Ill. : Saint-Denis par Léon de Bonnat. Source : Résurrection, mode d’emploi par Fabrice Hadjadj, éditions du Seuil, collection Points Sagesses
Il est assez remarquable que la plupart de ceux qui ont vu le Ressuscité sont eux-mêmes morts de mort violente, jetés du haut d’un temple, décapités, lapidés, éventrés, crucifiés à l’envers, écorchés vifs… Pas besoin d’être superstitieux pour deviner là quelque chose de plus fatal que la malédiction de Toutânkhamon. Sauf qu’il s’agit ici, aux yeux des victimes elles-mêmes, non pas d’une malédiction, mais d’une bénédiction : elle correspond moins à une revanche de Pharaon qu’à une nouvelle sortie d’Égypte.
Cette disposition au martyre ne doit être confondue ni avec une inclination suicidaire, ni avec une obstination capricieuse. L’inclination suicidaire découle plutôt de la recherche du confort : on veut absolument se sentir tranquille, et, si le bien-être du canapé nous est dorénavant interdit, reste toujours le repos du cercueil. L’obstination capricieuse découle plutôt de la recherche du consensus : on veut absolument que l’autre soit d’accord, et, si la persuasion par la parole échoue, reste toujours la fascination par le sang.
Cela ressemble au chantage des petits enfants qui menacent de retenir leur respiration jusqu’à ce que vous leur rendiez leur jouet. Les pseudo-martyrs ne sont guère plus matures. Ils prétendent vous prouver la vérité de ce qu’ils affirment en se brisant le crâne à vos pieds, ce qui est manquer vraiment de tenue ; ils ne se gênent pas pour tacher votre pantalon tout propre, ils manquent de fair-play, ils vous coupent la chique aussi bien que celui qui vous prendrait à la gorge. Comment, après cela, tandis que leur sang forme une grosse flaque sur votre tapis, les inviter à poursuivre la conversation autour d’un verre ?

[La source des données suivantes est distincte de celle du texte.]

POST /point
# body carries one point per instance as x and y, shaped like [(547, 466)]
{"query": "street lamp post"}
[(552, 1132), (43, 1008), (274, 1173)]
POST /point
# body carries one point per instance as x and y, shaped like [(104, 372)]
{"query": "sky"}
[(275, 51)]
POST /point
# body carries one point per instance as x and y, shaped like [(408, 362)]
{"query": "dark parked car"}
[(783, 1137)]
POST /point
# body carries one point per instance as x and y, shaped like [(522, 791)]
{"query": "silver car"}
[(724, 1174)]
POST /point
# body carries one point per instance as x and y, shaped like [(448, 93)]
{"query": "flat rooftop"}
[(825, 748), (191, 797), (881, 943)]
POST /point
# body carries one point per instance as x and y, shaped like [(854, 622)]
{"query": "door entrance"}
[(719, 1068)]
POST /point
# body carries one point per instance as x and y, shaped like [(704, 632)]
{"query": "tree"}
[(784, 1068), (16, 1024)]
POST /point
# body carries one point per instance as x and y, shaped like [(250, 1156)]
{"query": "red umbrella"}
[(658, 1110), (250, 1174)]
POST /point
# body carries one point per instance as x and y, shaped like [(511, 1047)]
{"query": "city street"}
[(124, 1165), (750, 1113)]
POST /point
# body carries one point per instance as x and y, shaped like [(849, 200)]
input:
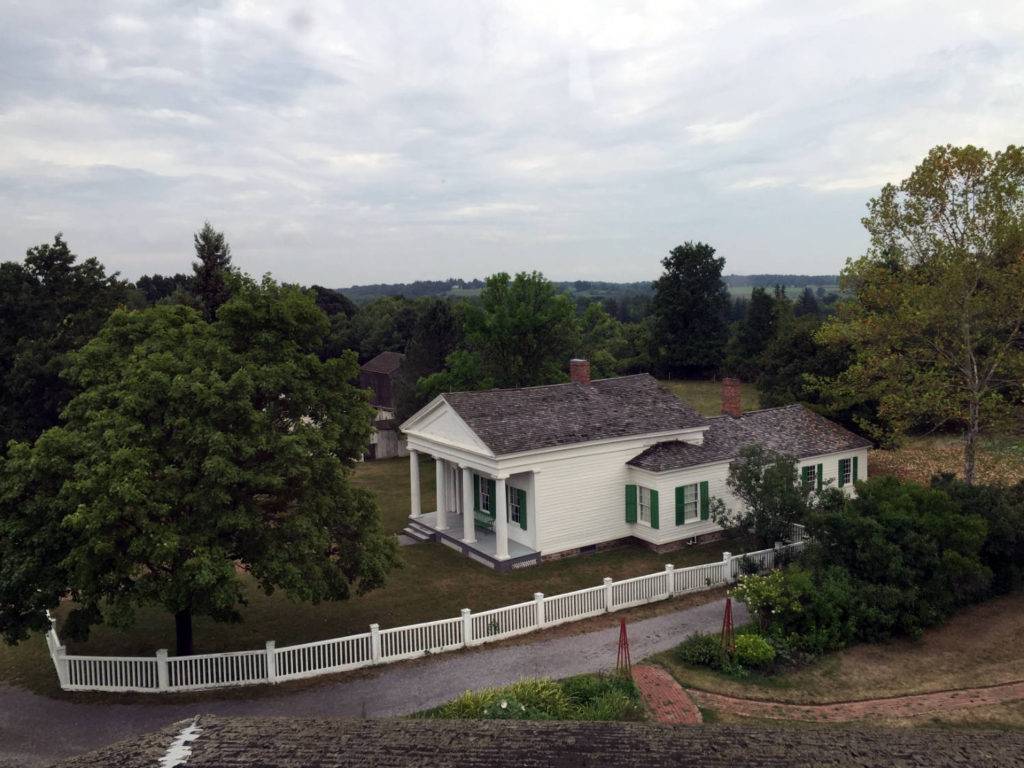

Au contraire de ces comportements grossiers, la disposition au martyre relève du plus élémentaire savoir-vivre. D’abord, elle n’est pas pulsion de mort, mais goût de la vie, au point de la désirer éternelle. Ensuite, elle correspond à cet « Après vous » du Ressuscité qui laisse toujours passer son prochain devant lui. Cependant, parce qu’il laisse premièrement passer le Christ, et qu’il sait pour cela faire la différence entre une promenade et un précipice, son « Après vous » prend la forme d’un Vade retro, sans pour autant changer de nature. La même politesse qui vous fait tenir la porte ouverte pour qu’autrui vous précède à l’intérieur vous pousse à lui barrer la route quand la porte en question est celle de l’enfer.
Le drame, c’est que le précipice a souvent l’air d’une promenade ; l’enfer est pavé de bonnes intentions, et que le chemin du Paradis est celui de la croix. Votre obligé vous prend pour un agresseur. Il préfère ses idées noires à l’espérance, parce qu’au moins ses idées noires sont à lui et tiennent dans son crâne. Il préfère son contentement à la béatitude parce qu’au moins son contentement le préserve de toute déchirure. Il ne tarde donc pas à vous remercier en vous crucifiant, sans que vous puissiez d’ailleurs trop vous plaindre, puisque son malentendu contient une étrange clairvoyance, que le chemin du Paradis passe par la Croix, cela ne vaut-il pas aussi pour vous ?
Telle est l’aventure d’Étienne, premier martyr, et, en tant que majordome spirituel ou diacre préposé au service des tables (Ac 6, 2-3) grand connaisseur de savoir-vivre.